PADANG – Pilihan untuk tidak memilih atau diistilahkan dengan Golongan Putih (Golput) bukanlah sebuah solusi dalam sebuah proses demokrasi. Golput bukanlah sebuah sikap yang bijak dan hanya akan mencederai nilai-nilai demokrasi itu sendiri.
Koordinator Divisi Sosialisasi Komisi Pemilihan Umum (KPU) Provinsi Sumatera Barat Nova Indra menegaskan hal itu.
“Golput bukan solusi, ini bukan sikap yang bijak dan hanya akan mencederai nilai-nilai demokrasi,” katanya di tengah-tengah masyarakat Cupak, Kabupaten Solok saat malam hiburan dalam rangka sosialisasi pemilihan kepala daerah (Pilkada) serentak Sumatera Barat tahun 2015, Senin (2/11).
Untuk ikut bersama-sama membangun daerah, masyarakat harus menggunakan hak pilihnya untuk menentukan siapa yang akan memimpin. Dengan memilih, masyarakat telah ikut andil dalam menentukan arah pembangunan untuk kepentingan masyarakat itu sendiri.
Nova Indra menambahkan, pihaknya selaku pelaksana pemilihan terus melakukan sosialisasi dengan gencar. KPU melakukan itu agar pilkada ke depan semakin menarik simpati masyarakat.

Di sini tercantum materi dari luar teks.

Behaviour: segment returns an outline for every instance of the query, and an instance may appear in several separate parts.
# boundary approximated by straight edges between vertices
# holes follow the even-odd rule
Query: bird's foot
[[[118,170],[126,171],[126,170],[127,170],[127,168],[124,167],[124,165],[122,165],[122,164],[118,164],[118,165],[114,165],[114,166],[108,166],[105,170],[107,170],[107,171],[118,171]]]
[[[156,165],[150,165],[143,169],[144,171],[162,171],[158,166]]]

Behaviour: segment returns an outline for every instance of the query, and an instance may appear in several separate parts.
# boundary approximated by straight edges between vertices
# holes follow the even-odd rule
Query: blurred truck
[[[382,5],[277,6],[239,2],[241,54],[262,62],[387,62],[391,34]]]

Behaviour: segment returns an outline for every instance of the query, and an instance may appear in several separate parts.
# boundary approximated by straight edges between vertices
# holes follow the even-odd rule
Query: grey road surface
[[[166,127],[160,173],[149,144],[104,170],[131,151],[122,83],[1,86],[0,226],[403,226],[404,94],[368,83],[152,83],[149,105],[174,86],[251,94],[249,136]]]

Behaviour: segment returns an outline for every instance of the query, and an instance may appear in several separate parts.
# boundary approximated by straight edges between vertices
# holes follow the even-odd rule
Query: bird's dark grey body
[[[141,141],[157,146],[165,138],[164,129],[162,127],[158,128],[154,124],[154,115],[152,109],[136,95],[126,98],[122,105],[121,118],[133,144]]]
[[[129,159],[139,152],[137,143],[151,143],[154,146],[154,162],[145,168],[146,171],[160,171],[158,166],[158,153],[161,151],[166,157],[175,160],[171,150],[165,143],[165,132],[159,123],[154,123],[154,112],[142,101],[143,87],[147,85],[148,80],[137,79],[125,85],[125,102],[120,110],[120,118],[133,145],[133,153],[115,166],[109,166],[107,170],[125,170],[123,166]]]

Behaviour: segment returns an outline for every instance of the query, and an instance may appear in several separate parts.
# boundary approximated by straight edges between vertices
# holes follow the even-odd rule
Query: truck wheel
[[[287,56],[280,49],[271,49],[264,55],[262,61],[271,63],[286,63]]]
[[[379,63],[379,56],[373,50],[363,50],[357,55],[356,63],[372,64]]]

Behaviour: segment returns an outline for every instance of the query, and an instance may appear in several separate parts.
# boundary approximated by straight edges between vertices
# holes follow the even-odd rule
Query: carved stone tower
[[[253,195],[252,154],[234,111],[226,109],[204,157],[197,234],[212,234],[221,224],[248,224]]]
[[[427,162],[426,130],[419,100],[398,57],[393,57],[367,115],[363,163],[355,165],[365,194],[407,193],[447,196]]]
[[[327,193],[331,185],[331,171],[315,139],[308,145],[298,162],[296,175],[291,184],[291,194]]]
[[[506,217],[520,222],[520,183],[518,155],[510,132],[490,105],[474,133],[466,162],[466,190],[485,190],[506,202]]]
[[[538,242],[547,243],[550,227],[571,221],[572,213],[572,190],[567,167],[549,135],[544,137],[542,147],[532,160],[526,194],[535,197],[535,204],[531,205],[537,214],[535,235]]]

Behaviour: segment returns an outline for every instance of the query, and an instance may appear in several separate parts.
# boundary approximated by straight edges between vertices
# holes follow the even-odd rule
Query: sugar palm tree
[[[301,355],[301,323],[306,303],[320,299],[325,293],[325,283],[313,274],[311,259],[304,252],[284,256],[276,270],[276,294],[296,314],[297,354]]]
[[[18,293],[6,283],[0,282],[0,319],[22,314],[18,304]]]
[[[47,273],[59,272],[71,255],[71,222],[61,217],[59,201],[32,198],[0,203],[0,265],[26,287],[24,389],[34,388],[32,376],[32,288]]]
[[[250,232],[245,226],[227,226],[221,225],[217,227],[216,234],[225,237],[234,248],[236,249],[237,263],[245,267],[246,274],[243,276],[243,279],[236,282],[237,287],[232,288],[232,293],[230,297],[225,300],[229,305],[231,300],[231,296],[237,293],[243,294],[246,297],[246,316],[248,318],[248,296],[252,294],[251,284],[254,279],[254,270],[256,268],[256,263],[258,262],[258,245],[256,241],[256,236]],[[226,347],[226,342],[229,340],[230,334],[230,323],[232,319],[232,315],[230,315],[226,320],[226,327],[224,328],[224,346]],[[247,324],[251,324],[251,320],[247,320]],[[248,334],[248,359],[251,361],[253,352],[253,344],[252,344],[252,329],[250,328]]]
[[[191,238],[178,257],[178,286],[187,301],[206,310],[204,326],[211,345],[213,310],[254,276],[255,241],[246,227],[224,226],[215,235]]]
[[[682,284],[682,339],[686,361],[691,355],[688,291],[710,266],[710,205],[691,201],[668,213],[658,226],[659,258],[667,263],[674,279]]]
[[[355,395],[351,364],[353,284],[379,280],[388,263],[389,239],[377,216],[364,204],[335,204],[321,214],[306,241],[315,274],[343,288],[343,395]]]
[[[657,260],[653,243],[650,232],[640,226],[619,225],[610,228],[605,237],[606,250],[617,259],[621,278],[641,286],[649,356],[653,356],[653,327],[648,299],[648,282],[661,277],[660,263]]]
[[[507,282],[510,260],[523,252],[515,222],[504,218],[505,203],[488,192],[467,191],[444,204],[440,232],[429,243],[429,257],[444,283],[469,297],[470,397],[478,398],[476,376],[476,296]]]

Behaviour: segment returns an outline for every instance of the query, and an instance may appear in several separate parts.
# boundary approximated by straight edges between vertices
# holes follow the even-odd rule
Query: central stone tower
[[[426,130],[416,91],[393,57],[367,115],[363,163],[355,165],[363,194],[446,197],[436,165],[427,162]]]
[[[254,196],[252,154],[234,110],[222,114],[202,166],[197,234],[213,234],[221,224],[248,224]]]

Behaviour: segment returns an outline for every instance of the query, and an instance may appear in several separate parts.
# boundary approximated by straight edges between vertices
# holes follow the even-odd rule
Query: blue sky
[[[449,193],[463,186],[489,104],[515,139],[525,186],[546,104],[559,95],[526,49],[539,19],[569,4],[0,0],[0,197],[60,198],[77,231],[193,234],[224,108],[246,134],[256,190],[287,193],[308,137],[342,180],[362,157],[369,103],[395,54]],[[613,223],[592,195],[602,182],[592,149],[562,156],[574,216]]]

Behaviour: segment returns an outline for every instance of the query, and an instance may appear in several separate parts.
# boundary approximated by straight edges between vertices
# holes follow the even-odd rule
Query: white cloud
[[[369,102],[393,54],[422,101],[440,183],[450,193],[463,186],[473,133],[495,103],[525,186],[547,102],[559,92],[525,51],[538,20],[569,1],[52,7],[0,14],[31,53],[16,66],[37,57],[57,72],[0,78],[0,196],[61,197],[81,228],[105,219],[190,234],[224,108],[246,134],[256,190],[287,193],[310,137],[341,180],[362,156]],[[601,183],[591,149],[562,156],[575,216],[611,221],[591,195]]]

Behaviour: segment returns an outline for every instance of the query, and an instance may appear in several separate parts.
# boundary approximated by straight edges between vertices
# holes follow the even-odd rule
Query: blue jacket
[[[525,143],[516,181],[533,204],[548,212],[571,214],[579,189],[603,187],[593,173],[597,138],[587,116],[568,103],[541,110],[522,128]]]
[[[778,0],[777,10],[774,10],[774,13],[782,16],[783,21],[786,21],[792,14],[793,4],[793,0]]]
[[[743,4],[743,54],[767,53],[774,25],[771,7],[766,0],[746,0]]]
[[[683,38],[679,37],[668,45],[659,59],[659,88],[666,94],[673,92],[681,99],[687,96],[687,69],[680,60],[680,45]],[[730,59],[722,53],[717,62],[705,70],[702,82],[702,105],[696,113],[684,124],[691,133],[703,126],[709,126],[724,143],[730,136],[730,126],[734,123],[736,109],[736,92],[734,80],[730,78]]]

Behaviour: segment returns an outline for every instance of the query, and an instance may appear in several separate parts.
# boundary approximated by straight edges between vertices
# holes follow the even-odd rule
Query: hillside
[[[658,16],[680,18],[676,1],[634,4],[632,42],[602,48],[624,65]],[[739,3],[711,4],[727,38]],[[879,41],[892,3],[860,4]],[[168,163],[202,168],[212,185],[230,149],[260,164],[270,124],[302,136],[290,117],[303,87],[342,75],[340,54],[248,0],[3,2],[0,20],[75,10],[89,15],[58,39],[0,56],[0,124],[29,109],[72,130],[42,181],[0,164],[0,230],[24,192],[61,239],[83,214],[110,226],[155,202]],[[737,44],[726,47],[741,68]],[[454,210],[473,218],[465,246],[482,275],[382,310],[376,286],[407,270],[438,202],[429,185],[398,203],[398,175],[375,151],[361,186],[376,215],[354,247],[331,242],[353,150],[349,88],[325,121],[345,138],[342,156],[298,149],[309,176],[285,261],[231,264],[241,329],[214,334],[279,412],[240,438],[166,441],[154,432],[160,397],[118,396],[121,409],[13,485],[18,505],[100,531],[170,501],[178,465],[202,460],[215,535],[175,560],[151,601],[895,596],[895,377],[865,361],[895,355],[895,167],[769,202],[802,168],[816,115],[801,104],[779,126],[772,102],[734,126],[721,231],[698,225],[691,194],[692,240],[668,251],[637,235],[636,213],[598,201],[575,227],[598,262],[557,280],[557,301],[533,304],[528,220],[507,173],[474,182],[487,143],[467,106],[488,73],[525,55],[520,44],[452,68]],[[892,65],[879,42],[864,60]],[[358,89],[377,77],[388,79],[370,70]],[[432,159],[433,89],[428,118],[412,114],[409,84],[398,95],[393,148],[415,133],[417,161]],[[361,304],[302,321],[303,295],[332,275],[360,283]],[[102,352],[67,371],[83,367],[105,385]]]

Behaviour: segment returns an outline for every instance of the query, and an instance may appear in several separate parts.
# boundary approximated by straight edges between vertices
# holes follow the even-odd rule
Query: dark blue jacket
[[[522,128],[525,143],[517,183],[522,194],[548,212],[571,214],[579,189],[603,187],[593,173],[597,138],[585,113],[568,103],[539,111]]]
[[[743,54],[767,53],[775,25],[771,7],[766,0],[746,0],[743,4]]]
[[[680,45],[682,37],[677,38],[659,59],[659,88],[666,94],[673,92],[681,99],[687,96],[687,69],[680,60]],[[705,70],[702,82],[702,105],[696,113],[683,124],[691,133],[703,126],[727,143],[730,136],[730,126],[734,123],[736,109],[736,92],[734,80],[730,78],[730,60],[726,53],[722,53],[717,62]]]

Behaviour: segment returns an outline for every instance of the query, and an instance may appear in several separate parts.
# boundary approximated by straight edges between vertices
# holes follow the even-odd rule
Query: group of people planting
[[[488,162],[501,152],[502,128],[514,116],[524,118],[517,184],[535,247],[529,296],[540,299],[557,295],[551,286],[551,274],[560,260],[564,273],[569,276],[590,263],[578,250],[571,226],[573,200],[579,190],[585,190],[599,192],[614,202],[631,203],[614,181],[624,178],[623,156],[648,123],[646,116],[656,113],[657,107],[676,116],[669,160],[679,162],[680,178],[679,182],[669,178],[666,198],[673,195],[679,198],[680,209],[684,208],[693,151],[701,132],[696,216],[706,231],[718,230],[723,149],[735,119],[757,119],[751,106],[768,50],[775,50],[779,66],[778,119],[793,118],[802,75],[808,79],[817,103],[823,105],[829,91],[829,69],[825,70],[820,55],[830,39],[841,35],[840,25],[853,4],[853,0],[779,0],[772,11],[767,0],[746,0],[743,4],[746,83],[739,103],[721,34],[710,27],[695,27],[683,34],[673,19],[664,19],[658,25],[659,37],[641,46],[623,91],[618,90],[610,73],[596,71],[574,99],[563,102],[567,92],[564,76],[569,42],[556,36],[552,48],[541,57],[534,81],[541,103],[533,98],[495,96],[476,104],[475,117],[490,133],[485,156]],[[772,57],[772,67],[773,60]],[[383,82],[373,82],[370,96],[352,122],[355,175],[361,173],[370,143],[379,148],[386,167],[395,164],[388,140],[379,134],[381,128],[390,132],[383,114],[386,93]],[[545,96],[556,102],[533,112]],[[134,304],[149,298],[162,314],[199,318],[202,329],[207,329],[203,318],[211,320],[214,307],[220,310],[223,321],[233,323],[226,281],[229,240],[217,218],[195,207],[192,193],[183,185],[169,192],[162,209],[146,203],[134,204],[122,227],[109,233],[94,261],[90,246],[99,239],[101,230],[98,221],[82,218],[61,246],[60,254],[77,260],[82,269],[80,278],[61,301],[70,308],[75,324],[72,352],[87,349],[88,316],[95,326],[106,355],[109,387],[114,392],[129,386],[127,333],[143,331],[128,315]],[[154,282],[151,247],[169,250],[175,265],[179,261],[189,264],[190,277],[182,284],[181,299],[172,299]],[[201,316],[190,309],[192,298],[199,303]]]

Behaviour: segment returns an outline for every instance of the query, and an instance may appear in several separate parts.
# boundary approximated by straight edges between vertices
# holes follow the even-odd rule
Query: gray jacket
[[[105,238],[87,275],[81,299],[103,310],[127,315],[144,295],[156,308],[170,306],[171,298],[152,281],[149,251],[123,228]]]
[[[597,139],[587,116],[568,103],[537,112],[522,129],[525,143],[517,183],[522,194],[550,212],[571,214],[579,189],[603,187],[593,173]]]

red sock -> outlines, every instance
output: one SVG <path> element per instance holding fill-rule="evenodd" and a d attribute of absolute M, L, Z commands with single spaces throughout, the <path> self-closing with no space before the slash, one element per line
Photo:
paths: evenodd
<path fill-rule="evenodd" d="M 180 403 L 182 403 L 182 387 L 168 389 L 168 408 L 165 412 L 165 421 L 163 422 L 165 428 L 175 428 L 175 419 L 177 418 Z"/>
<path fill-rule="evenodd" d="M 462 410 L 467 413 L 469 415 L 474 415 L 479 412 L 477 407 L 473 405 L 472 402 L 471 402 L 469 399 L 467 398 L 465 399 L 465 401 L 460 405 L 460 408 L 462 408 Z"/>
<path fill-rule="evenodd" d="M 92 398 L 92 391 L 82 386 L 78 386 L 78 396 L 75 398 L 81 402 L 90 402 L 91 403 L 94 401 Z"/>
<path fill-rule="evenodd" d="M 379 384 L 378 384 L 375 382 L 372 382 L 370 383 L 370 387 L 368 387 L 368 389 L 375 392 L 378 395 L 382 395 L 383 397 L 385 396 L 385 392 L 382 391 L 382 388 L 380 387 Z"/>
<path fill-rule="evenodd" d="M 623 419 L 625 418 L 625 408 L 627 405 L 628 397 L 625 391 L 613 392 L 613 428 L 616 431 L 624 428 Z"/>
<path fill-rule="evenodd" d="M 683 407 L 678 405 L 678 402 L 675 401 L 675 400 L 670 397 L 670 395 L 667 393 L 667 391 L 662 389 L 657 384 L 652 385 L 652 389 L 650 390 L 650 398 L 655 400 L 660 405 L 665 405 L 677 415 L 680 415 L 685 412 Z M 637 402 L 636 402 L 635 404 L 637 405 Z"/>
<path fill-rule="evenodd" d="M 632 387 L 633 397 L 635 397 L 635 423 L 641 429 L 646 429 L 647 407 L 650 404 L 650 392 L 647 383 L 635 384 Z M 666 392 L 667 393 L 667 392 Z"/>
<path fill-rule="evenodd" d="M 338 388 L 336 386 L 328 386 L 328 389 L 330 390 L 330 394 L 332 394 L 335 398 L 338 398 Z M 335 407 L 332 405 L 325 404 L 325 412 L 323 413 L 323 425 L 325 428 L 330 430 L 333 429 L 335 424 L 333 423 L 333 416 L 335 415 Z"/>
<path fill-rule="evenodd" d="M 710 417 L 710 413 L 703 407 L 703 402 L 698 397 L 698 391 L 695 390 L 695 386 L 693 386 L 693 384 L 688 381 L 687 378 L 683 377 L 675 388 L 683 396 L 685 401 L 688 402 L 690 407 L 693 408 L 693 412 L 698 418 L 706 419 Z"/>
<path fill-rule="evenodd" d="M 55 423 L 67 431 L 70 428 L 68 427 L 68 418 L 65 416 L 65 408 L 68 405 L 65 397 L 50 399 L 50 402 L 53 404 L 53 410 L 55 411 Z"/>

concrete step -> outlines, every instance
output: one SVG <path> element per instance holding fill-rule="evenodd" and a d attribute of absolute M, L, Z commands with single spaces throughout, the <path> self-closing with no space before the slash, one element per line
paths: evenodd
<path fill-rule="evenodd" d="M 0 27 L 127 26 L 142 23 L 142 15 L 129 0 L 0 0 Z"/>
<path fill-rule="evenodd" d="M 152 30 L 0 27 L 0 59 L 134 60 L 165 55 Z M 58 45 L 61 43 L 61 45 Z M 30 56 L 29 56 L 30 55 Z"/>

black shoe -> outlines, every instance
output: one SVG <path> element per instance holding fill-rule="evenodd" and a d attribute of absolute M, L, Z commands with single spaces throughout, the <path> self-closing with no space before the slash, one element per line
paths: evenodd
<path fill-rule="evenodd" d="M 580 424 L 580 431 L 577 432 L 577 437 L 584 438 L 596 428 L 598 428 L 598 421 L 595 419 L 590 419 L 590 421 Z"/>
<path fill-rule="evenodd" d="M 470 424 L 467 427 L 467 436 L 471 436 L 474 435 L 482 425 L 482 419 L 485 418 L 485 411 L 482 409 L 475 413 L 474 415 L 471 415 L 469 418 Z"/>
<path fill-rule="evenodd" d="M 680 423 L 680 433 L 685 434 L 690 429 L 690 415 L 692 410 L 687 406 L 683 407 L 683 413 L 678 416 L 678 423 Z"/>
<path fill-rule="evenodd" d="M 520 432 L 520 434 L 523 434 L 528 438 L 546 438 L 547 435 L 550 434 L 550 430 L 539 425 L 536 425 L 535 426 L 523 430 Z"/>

“Salah satunya adalah dengan memanfaatkan berbagai kesenian rakyat, menggelar malam hiburan rakyat dan sebagainya untuk memberikan sosialisasi,” ujarnya.
Pilkada serentak Sumatera Barat digelar pada 9 Desember 2015 mendatang. Pilkada digelar serentak antara pemilihan gubernur- wakil gubernur (pilgub) dengan pilkada bupati- wakil bupati dan walikota- wakil walikota di 13 kabupaten/ kota, termasuk Kabupaten Solok. (feb)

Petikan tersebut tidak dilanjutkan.